In pursuit of Wilkinson's large flotilla came Mulcaster with a skilfully managed fleet, attacking their rear and keeping the American army in a state of nervous tension. Along the north shore of the St. Lawrence a strong force of regulars and militia kept pace with the advancing enemy. At every narrow stretch among the Thousand Islands a sharp musketry fire was kept up on the passing American boats. Colonel Morrison was in command of the British troops and with him was Colonel Harvey, courageous and experienced. To harass the Americans more troops were needed, and at Prescott the British were joined by the greater ,,part of the garrison of Fort Wellington. The two companies of the 49th Regiment, some fencibles and voltigeurs, a few Indians, and a 6-pounder gun with its crew brought the force to a little over 800.

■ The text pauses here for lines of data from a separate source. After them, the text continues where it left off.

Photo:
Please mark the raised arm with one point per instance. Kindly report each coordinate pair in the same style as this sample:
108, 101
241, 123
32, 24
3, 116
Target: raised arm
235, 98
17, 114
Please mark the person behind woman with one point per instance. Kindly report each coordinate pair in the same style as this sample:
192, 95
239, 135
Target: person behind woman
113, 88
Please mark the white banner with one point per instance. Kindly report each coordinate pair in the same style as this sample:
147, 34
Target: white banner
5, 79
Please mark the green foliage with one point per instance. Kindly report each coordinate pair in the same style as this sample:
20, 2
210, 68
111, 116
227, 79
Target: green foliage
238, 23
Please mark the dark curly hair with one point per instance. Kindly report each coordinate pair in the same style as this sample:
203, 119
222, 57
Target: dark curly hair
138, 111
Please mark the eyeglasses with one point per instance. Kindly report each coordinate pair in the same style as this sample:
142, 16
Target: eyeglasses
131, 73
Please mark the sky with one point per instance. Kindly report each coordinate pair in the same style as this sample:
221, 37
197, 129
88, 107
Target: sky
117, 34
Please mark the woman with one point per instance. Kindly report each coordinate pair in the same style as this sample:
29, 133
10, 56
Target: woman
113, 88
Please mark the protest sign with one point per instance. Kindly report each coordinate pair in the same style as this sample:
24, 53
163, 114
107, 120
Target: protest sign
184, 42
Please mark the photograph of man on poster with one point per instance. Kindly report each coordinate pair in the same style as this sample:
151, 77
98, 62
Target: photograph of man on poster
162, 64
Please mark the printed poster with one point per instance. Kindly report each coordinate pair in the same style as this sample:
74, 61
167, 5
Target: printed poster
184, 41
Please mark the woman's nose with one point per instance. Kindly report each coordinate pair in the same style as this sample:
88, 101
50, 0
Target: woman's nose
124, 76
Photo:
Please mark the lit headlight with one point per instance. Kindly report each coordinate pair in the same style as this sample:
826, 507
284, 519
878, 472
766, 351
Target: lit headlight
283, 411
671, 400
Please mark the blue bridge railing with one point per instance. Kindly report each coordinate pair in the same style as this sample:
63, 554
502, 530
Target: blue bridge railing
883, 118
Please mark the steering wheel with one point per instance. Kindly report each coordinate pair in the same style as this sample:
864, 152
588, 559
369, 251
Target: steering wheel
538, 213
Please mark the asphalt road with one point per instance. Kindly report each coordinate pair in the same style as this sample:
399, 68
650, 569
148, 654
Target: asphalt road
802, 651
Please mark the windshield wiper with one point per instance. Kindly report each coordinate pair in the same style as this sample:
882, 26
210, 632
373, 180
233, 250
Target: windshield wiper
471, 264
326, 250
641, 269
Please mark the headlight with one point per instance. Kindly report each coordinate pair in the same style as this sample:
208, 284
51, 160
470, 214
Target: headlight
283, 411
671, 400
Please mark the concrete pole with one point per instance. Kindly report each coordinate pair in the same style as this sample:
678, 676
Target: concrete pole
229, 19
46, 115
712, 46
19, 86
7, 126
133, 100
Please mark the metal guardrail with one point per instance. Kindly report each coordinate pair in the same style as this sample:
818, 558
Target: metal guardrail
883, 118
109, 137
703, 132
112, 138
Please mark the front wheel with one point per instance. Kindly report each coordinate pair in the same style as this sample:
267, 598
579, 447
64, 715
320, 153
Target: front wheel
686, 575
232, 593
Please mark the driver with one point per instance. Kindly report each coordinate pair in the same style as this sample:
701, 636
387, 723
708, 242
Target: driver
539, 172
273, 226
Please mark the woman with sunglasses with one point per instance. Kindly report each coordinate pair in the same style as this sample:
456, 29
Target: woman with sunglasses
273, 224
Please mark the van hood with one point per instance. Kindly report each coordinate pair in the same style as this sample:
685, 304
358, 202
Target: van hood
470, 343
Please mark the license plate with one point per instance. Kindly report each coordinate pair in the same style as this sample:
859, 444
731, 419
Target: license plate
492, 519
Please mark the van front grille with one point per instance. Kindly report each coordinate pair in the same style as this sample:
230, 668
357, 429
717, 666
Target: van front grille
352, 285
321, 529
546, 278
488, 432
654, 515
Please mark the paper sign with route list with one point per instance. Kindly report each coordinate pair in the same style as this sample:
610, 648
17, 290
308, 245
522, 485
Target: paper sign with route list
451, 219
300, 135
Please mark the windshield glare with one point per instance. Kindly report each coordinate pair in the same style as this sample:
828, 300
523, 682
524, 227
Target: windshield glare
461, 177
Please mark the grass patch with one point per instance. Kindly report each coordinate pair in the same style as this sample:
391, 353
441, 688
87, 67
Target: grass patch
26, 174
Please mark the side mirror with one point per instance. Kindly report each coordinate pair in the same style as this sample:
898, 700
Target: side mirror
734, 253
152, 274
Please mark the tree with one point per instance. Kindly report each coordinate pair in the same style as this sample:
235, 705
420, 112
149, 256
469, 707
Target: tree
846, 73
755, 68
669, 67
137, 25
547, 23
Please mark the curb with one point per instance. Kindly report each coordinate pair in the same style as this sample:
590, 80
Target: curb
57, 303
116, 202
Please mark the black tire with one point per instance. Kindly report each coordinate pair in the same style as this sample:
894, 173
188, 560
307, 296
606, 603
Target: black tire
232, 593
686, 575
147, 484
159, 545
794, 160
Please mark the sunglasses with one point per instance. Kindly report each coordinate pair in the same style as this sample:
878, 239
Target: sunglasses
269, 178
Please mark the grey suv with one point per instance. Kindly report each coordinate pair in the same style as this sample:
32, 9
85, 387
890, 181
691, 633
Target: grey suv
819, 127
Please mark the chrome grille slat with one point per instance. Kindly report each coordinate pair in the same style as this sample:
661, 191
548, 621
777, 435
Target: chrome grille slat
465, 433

The Americans dreaded the guns of Fort Wellington at Prescott, and before they reached Ogdensburg disembarked their troops, and, with only enough men to man-age the boats, sent their fleet past the British fort in the night. The troops were hurriedly marched along shore and taken on board at the Red Mill, four miles below Ogdensburg, and the advance was then continued by water.

The musketry fire from the north bank of the St. Lawrence was most annoying, and to clear this part of the river a body of 1,200 men under Colonel Macomb and Lieut.-Col. Forsyth was landed on the Canadian side of the river at the head of the Gallops Rapids.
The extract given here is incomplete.